The need for plumbing and searching out the hot spots becomes more obvious in September than at any other time of the year. Generally, results can be a bit hit and miss coming out of summer because the fish will have been bombarded with baited rigs in the preceding months. But, if you track down the spots they visit regularly, you can certainly sneak out a few good fish.
A well-planned pre-baiting campaign will help overcome any shyness built-up by the carp, but a good plumb around now will uncover all sorts of new clear areas, especially those which have been covered by weed throughout the summer. These may only be a few feet across. One of the best ways of uncovering them is with a boat and some sort of looking glass, but not all venues allow anglers to do this so it may be necessary to have a good cast around.
I use two rods to do this thoroughly – the first armed with a simple marker float set up, and the second loaded with a baited rig. I’ll cast the marker out to the area I want to check, and then follow it with the rigged rod, taking note of anything I bring back on the hook. I’ll cast all around the marker, giving the rig plenty of time to settle on the bottom, before retrieving it and moving my attention to another area. I will take note of anywhere clean, especially spots which are several inches deeper than the surrounding area, or where the lead comes back caked in clay.
September brings a lot of fallen leaves which can cause problems with your presentation. Even when fishing over my pre-bait I generally switch to pop-ups at this time of the year, not wishing to risk having my hookbait hidden underneath an obstruction. Presenting bait an inch or so off the bottom is ideal, usually critically balanced, but occasionally over-shotted, especially if I’m in shallow water and there’s a strong wind.
Generally I shorten my hooklinks for pop-ups, usually down to 6-8 inches. I think carp, especially pressured ones, tend to approach pop-ups by placing their mouth right over the top of the bait rather than hoovering up. A shorter link gives them less margin for error here, especially when combined with a heavy lead of 3-4oz.
Half a dozen or so freebies on a stringer alongside the hookbait would be my first line of attack in September, perhaps with a light coating of pellet just to increase the attraction. I always find mimicking nature is the best option, which is why I like to keep everything as tight as possible (similar to how the fish would find bloodworm beds).

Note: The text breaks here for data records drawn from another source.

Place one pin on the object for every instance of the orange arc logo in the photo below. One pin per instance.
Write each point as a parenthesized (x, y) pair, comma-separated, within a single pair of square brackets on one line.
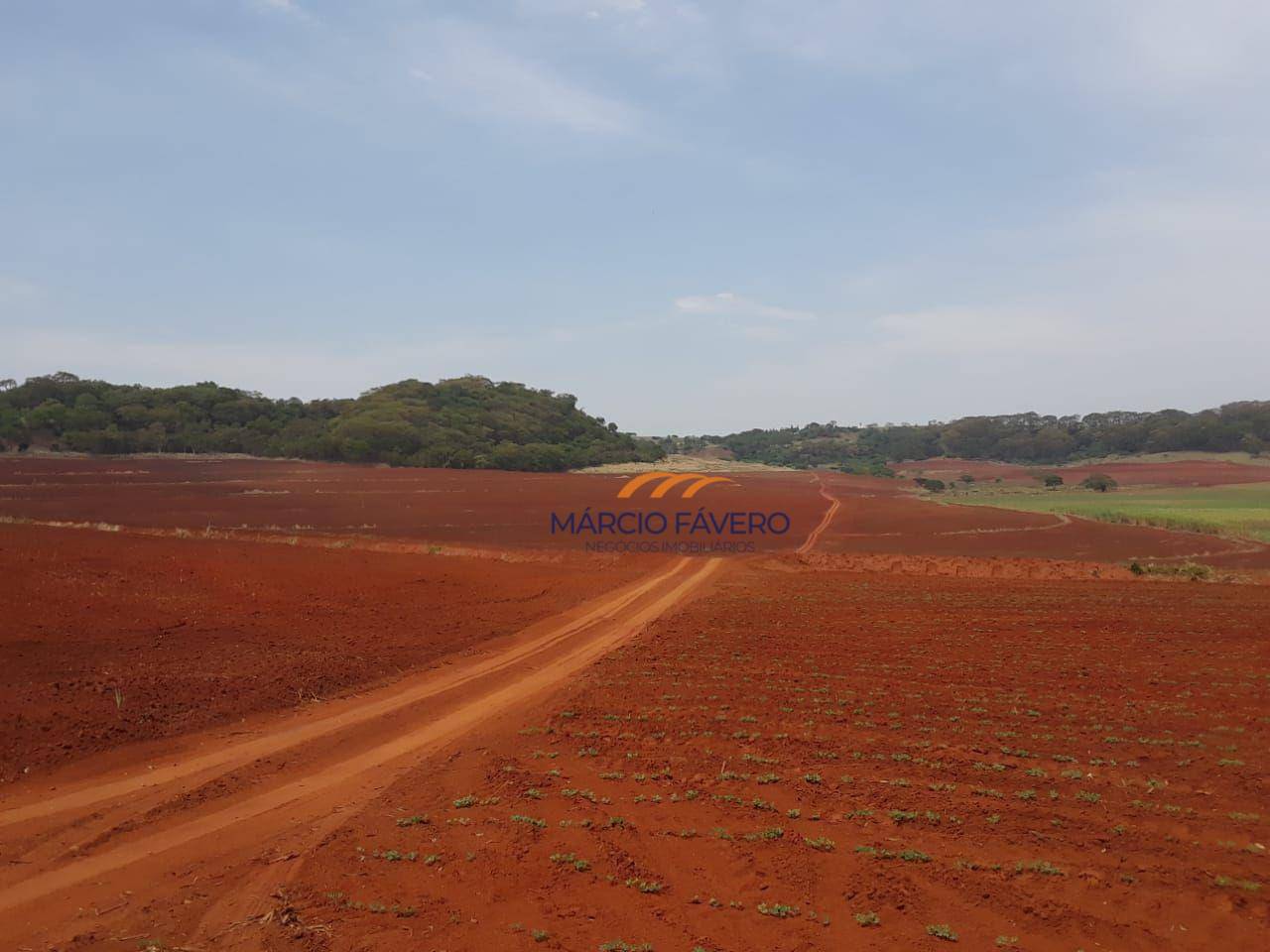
[(668, 481)]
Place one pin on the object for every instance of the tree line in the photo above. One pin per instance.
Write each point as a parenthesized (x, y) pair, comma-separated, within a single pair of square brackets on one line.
[(1020, 438), (461, 422)]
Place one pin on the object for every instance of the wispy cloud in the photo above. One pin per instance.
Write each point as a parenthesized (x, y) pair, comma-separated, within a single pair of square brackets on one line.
[(289, 8), (726, 303), (466, 70)]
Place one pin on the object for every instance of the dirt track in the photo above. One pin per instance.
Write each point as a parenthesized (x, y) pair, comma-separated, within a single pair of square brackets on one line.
[(45, 832)]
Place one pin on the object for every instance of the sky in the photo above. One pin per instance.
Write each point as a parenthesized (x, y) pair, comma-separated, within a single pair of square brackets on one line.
[(698, 217)]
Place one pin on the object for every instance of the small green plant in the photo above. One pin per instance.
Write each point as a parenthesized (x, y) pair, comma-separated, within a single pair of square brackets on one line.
[(778, 910)]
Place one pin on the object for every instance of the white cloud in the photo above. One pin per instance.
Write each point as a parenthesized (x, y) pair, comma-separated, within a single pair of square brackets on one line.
[(728, 303), (285, 7), (465, 70), (978, 330)]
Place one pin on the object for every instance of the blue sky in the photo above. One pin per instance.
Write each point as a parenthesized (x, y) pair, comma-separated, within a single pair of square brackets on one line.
[(695, 216)]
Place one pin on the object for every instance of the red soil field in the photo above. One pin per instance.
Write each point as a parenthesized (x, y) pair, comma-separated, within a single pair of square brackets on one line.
[(449, 507), (1151, 472), (1066, 763), (384, 708), (194, 633)]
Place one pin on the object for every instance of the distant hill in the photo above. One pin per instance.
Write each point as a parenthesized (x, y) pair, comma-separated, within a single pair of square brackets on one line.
[(1019, 438), (462, 422)]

Early autumn hot spots tend to be quite isolated, so there’s no need for heavy or broad scatterings of bait just yet.
If you’ve been targeting a venue with the same bait throughout the season, you may have lost a bit of faith with it during August as the catches dropped off. That’s the nature of carp fishing, but have confidence in your efforts because now’s the time that they will really come through. The carp will recognise established bait now, more than any other time of the year.
Stick with it
Last year I’d been piling bait into my target venue since April, and despite having a rough couple of weeks fishing in August, things picked up in September. It was hard listening to the advice of angling friends that my target prey wasn’t on my pre-bait, but catching new fish boosted my confidence and proved that sticking with it was the right choice. I went on to land the one I most wanted – at a healthy 38lb!
September is a brilliant month to go carp fishing. You might experience a few blanks along the way as it’s very much a transition period between summer and autumn. However, stick with it and believe in what you’re doing. The results are there for the taking if you put in the graft. It‘s the start of one of my favourite periods of the year, when the fish are beautifully coloured and the big ‘uns love to have a feed.